Il s’allonge complètement sur mon lit.

— Me trouveriez-vous outrecuidant, commissaire, si je m’invitais à déjeuner chez vous ? J’ai quartier libre jusqu’à seize heures. Cette atmosphère de paix que je trouve ici me ragaillardit. Chez vous, je me sens mieux que dans un fortin. Un calme miraculeux m’envahit. Ils sont bons, vos croissants ? Donnez-m’en la moitié d’un. Merci. Vous savez, San-Antonio, je commence à comprendre Napoléon. Je m’étais toujours demandé pourquoi, après Waterloo, il était allé se réfugier en Angleterre, c’est-à-dire chez l’ennemi. Ce comportement me paraissait sot et odieux. A présent je sais. Le seul refuge de l’homme vaincu, c’est la demeure de son vainqueur. Partout ailleurs, il serait un paria. Mon refuge, à moi, monarque moderne, c’est la maison de mon peuple. Vous votez, j’espère ? Tant mieux. Et pas pour moi ? Merci. Je peux donc me sentir bien chez vous, à tête reposée.

Il enfonce son occiput dans mon oreiller qui conserve mon empreinte. Ferme les yeux ! Comme il est formellement beau. D’une noblesse infinie. Marmoréen. On croirait son masque mortuaire.

Il s’endort.

Je saisis mon plateau, me retire à pas de loup.

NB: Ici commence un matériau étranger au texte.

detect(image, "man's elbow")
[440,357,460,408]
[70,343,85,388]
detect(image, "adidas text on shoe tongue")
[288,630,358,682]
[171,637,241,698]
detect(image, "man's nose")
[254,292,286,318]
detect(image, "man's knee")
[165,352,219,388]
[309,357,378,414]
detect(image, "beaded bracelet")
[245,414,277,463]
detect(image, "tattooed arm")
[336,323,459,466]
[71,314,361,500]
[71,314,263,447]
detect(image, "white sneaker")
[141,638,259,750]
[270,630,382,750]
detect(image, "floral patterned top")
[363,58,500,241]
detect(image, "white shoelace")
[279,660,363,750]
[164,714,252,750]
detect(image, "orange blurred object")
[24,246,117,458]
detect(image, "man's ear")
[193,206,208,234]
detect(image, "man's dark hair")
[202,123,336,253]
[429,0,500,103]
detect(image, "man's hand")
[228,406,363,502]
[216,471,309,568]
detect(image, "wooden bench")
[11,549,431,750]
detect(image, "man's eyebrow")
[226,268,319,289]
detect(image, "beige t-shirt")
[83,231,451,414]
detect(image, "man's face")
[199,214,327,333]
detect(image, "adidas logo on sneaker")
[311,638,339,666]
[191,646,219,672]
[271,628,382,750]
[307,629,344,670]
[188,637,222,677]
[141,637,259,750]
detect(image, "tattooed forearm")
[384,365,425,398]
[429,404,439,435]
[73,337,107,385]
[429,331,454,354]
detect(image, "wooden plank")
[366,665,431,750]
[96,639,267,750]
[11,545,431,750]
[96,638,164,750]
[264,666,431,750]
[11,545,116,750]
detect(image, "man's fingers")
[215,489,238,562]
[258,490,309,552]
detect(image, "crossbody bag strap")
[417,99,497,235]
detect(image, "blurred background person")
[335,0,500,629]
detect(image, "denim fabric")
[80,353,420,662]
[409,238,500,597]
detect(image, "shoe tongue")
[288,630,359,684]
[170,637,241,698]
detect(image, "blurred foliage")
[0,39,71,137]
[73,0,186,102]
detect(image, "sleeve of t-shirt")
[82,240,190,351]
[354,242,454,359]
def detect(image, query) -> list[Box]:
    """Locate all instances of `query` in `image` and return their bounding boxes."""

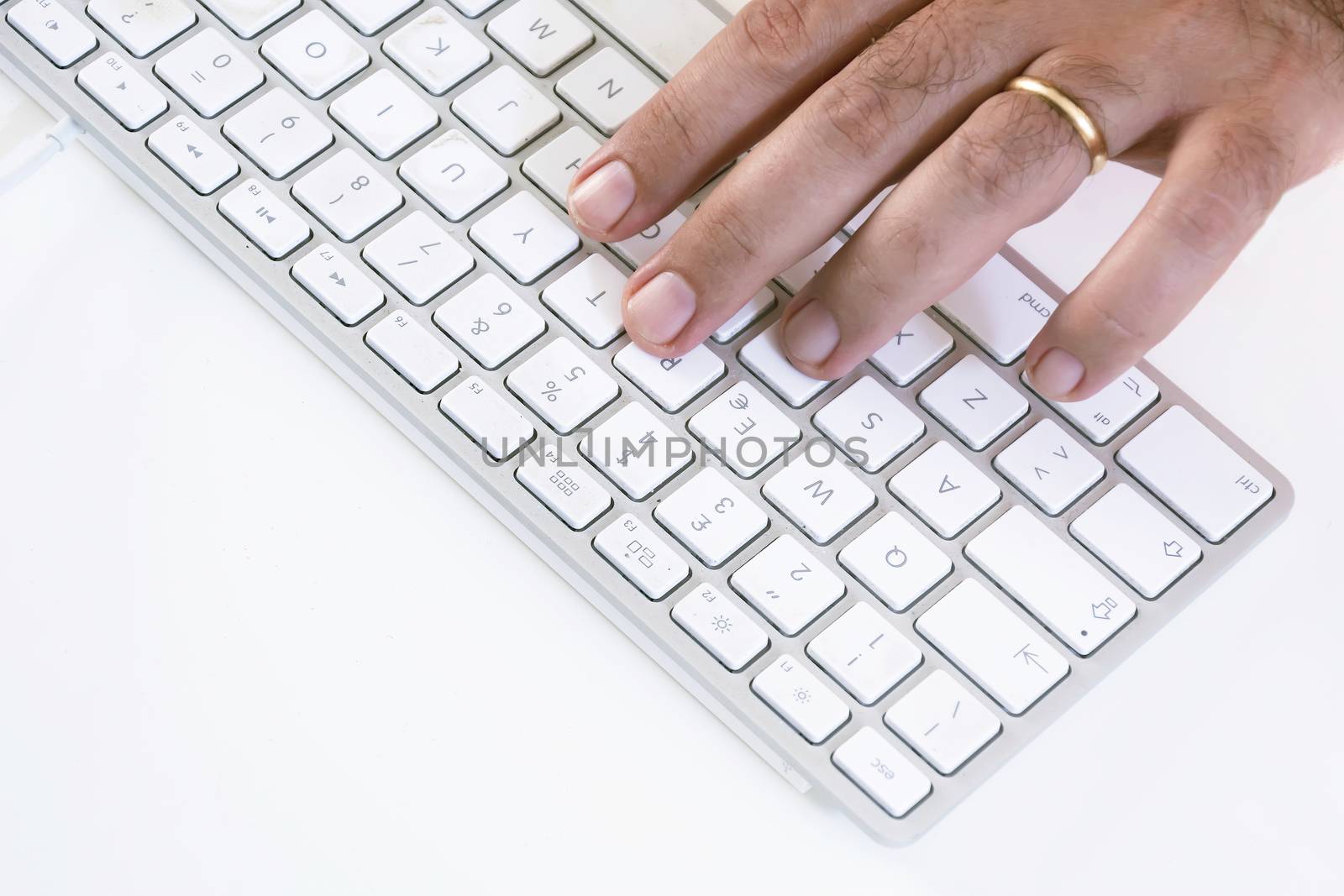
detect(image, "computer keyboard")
[0,0,1292,842]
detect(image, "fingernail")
[1028,348,1086,399]
[784,301,840,364]
[625,271,695,345]
[570,160,634,233]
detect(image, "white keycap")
[434,274,546,371]
[612,343,727,414]
[219,177,313,259]
[85,0,197,59]
[224,87,334,180]
[811,376,925,473]
[1116,407,1274,544]
[506,336,621,435]
[711,289,774,345]
[995,421,1106,516]
[155,29,266,118]
[831,726,932,818]
[469,193,580,284]
[580,401,695,501]
[1023,367,1161,445]
[453,65,560,156]
[761,450,878,544]
[515,443,612,532]
[200,0,302,40]
[919,354,1030,451]
[887,442,1003,538]
[751,654,849,744]
[938,255,1057,364]
[365,312,461,394]
[593,513,690,600]
[486,0,593,78]
[5,0,98,69]
[654,470,770,569]
[672,582,770,672]
[260,9,368,99]
[76,52,168,130]
[688,380,802,479]
[728,535,844,636]
[738,321,831,407]
[840,513,952,612]
[438,376,536,461]
[398,129,508,222]
[882,669,1003,775]
[1068,482,1205,600]
[966,506,1137,657]
[869,312,953,385]
[293,148,405,244]
[291,244,386,327]
[522,126,600,207]
[383,5,491,97]
[555,47,659,137]
[916,579,1068,716]
[542,255,627,348]
[808,602,923,706]
[365,211,475,305]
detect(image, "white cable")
[0,116,83,196]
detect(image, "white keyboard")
[0,0,1292,842]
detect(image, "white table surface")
[0,65,1344,896]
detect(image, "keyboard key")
[219,177,313,260]
[840,513,952,612]
[882,669,1003,775]
[919,354,1030,451]
[331,69,438,160]
[293,149,406,244]
[146,116,239,196]
[593,513,690,600]
[687,380,802,479]
[76,52,168,130]
[224,87,336,180]
[916,579,1068,716]
[761,453,878,544]
[612,343,727,414]
[672,582,770,672]
[654,470,770,569]
[995,421,1106,516]
[751,654,849,744]
[738,321,831,407]
[486,0,593,78]
[506,336,621,435]
[383,5,491,97]
[365,312,461,394]
[887,442,1003,538]
[398,129,508,222]
[365,211,475,305]
[808,602,923,706]
[728,535,844,637]
[1068,482,1205,600]
[434,274,546,371]
[831,726,932,818]
[155,29,266,118]
[85,0,197,59]
[291,244,386,327]
[542,255,627,348]
[555,47,659,137]
[811,376,925,473]
[453,65,560,156]
[260,9,370,99]
[1116,407,1274,544]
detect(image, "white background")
[0,49,1344,896]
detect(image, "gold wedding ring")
[1008,76,1110,175]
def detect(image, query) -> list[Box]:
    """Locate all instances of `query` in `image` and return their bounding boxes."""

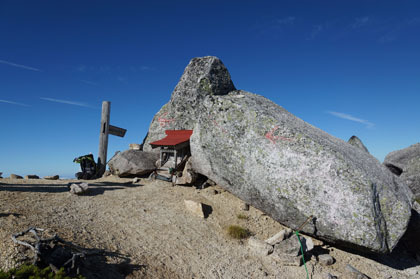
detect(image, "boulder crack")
[371,183,389,252]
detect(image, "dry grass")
[236,213,249,220]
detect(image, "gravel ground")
[0,177,420,278]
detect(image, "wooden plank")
[97,101,111,177]
[108,125,127,138]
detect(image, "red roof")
[150,130,193,148]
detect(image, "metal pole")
[97,101,111,177]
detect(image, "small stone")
[25,174,39,179]
[248,236,274,256]
[206,178,216,186]
[270,253,302,266]
[265,230,286,245]
[241,202,249,211]
[184,200,205,218]
[318,254,334,266]
[70,182,89,195]
[325,273,338,279]
[44,175,60,180]
[129,143,141,150]
[345,264,369,279]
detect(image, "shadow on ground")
[326,210,420,270]
[0,181,143,196]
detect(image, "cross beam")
[97,101,127,177]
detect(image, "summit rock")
[144,57,413,253]
[143,56,235,151]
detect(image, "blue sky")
[0,0,420,177]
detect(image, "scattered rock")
[325,273,338,279]
[184,200,205,218]
[25,174,39,179]
[9,173,23,179]
[348,136,369,153]
[70,182,89,195]
[108,149,159,177]
[274,235,314,257]
[318,254,334,266]
[175,157,198,185]
[345,264,369,279]
[206,179,217,186]
[241,202,249,211]
[265,230,288,245]
[143,56,235,151]
[129,143,141,150]
[248,236,274,256]
[44,175,60,180]
[270,252,302,266]
[384,142,420,199]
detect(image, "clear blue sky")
[0,0,420,177]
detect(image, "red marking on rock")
[158,112,175,127]
[265,126,293,144]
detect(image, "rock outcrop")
[145,57,412,253]
[143,56,235,151]
[108,149,159,177]
[190,91,412,252]
[384,143,420,199]
[348,136,369,153]
[175,157,198,185]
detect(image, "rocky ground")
[0,177,420,278]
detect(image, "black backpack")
[73,154,96,179]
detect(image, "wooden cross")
[97,101,127,177]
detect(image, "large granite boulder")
[144,57,412,253]
[108,149,159,177]
[384,143,420,199]
[190,91,412,252]
[143,56,235,151]
[347,136,369,153]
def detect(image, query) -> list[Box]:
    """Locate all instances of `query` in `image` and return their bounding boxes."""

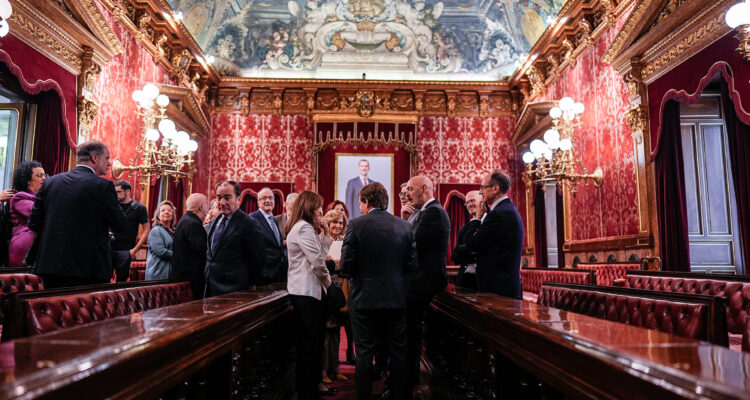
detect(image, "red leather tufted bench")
[538,283,727,346]
[521,268,595,302]
[23,282,193,336]
[624,271,750,340]
[576,263,641,286]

Tout éperdue, Félicie a mijoté un repas de liesse pour notre Seigneur. Elle a ouvert une boîte de foie gras, cadeau annuel de Lasserre ; pour suivre, elle mijote un poulet au vinaigre accompagné de menus haricots verts répartis en petits fagots enveloppés d’une barde de lard ; ensuite c’est le rôti de veau des dimanches, aux girolles. Pour finir : fromage de canuts et tarte tatin.

Informé de ce programme, je sélectionne les vins adéquats : château-d’yquem 67 pour le foie gras, un richebourg, et pour finir, une bouteille de roteux pour si des fois le Président voulait se pétiller la clape au dessert. Cette légère digression gastronomique, non pour tirer à la ligne, ce qui n’est guère mon genre, mais pour l’éducation du lecteur analphacon. De même qu’on rétablit l’histoire-géo et l’instruction civique à l’école, de même il convient d’initier le Français, détenteur depuis toujours de la science bouffemique à la Table (lui qui ne connaît — et encore ! — que les tables de logarithmes). J’écris utile. Et dis-toi bien que si je suis dans le Larousse, donc reconnu d’utilité publique, c’est pas grâce à mes fautes de français.

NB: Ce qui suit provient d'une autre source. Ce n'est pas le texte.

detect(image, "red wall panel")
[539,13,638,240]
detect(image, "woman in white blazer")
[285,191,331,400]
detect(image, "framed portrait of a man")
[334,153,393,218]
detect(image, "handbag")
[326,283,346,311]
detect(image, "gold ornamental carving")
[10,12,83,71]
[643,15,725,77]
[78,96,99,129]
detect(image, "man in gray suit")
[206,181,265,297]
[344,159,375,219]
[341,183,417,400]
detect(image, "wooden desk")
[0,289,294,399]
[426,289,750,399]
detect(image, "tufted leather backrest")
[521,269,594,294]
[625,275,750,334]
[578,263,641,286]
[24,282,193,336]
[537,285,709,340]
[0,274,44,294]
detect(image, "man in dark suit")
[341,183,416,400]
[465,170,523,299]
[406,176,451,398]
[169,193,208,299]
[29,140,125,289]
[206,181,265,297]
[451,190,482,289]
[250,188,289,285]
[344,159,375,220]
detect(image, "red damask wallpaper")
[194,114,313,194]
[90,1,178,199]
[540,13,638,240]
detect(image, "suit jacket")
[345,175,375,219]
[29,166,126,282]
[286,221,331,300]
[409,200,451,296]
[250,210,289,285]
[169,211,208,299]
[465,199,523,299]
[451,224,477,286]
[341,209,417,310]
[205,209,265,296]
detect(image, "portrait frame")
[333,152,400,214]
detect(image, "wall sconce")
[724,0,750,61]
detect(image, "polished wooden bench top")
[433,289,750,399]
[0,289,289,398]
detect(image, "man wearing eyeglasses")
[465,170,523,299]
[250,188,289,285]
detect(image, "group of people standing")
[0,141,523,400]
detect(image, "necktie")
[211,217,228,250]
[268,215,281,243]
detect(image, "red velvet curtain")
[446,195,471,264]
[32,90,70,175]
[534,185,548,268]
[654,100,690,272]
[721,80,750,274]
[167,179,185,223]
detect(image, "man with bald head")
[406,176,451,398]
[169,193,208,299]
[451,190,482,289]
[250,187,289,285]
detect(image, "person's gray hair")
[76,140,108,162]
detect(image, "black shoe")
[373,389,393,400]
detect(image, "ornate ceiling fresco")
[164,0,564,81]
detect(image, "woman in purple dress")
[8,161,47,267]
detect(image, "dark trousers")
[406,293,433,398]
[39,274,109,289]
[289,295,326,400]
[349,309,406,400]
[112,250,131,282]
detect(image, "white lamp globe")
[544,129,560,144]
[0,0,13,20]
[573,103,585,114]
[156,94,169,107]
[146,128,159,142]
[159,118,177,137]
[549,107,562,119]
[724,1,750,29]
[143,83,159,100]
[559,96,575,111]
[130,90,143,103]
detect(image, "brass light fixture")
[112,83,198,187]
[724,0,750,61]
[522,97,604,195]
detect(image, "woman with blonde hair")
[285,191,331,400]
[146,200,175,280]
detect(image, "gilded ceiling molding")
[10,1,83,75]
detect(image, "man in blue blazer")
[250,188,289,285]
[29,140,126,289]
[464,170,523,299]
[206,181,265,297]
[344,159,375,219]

La maison embaume lorsque le Président descend. Il se tient la tête à deux mains.

— Vous avez la migraine, monsieur le Président ? s’inquiète m’man.

Il a un geste vague, désabusé.

— Peut-être…

Et à moi :

— Je pense que ça « recommence », commissaire. Je dormais comme un Jésus, et puis des cauchemars ont commencé de m’assaillir. Je rêvais que j’allais dans le Pacifique pour assister au lancement d’Ariane ; mais cette conne de fusée foirait miséreusement ; j’avais l’air idiot comme si c’était ma faute…

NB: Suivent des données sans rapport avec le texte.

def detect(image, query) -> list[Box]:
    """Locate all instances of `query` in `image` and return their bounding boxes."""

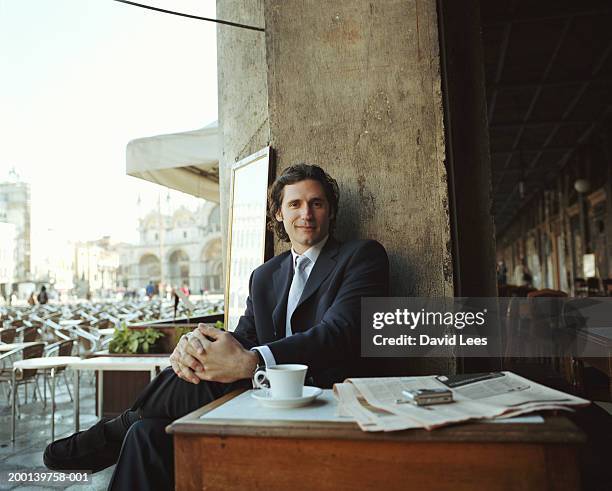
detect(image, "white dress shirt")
[253,235,329,367]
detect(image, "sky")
[0,0,217,262]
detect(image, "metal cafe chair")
[0,327,17,344]
[43,339,75,405]
[0,343,45,407]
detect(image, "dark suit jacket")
[234,237,389,387]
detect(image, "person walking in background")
[36,285,49,305]
[145,281,155,300]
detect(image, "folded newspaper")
[334,372,590,431]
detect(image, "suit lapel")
[294,237,339,312]
[272,252,293,339]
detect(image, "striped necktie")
[285,256,310,337]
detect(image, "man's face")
[276,179,331,254]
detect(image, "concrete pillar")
[265,0,453,296]
[217,0,270,281]
[217,0,504,373]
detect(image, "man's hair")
[268,163,340,242]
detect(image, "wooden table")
[70,356,170,432]
[577,327,612,398]
[167,391,585,491]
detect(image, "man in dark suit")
[44,164,389,489]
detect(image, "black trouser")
[108,368,251,491]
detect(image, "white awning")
[126,121,221,203]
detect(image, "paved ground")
[0,375,114,491]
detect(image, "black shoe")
[43,419,121,472]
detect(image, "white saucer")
[251,386,323,409]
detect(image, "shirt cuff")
[251,346,276,368]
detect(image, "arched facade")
[200,237,223,292]
[138,254,161,285]
[167,249,190,287]
[122,202,223,294]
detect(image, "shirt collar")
[291,234,329,266]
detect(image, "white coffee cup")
[253,364,308,399]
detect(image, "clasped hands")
[170,324,257,384]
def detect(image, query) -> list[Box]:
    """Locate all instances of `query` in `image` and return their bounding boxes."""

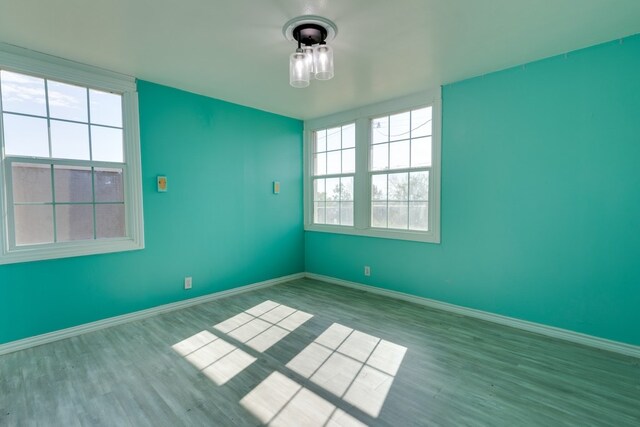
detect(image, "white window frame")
[0,43,144,264]
[303,87,442,243]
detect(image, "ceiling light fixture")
[282,15,338,88]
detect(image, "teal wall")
[0,82,304,343]
[305,36,640,345]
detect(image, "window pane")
[326,178,340,201]
[313,179,326,201]
[11,163,53,203]
[371,202,387,228]
[389,111,411,141]
[411,107,431,138]
[409,202,429,231]
[96,204,125,239]
[313,153,327,175]
[14,205,53,245]
[371,144,389,171]
[327,151,342,175]
[51,120,89,160]
[327,128,342,151]
[342,148,356,173]
[47,80,88,122]
[2,113,49,157]
[56,205,93,242]
[389,202,409,229]
[326,202,340,224]
[315,130,327,153]
[389,173,409,201]
[91,126,124,163]
[94,169,124,202]
[53,166,93,203]
[371,117,389,144]
[89,89,122,127]
[342,123,356,148]
[411,137,431,168]
[340,202,353,225]
[389,140,411,169]
[313,202,326,224]
[340,176,353,200]
[0,70,47,116]
[371,175,387,200]
[409,171,429,202]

— Asseyez-vous et prenez un verre ! fais-je avec autorité. Ici, vous êtes en sécurité. Détendez-vous et dites-vous bien que la réalité dément nos rêves. Ce lancement sera une apothéose ! Nous allons déguster un verre d’yquem, Président. Il est convenablement frappé. Respirez ces bonnes odeurs de cuisine. Vous allez vous régaler.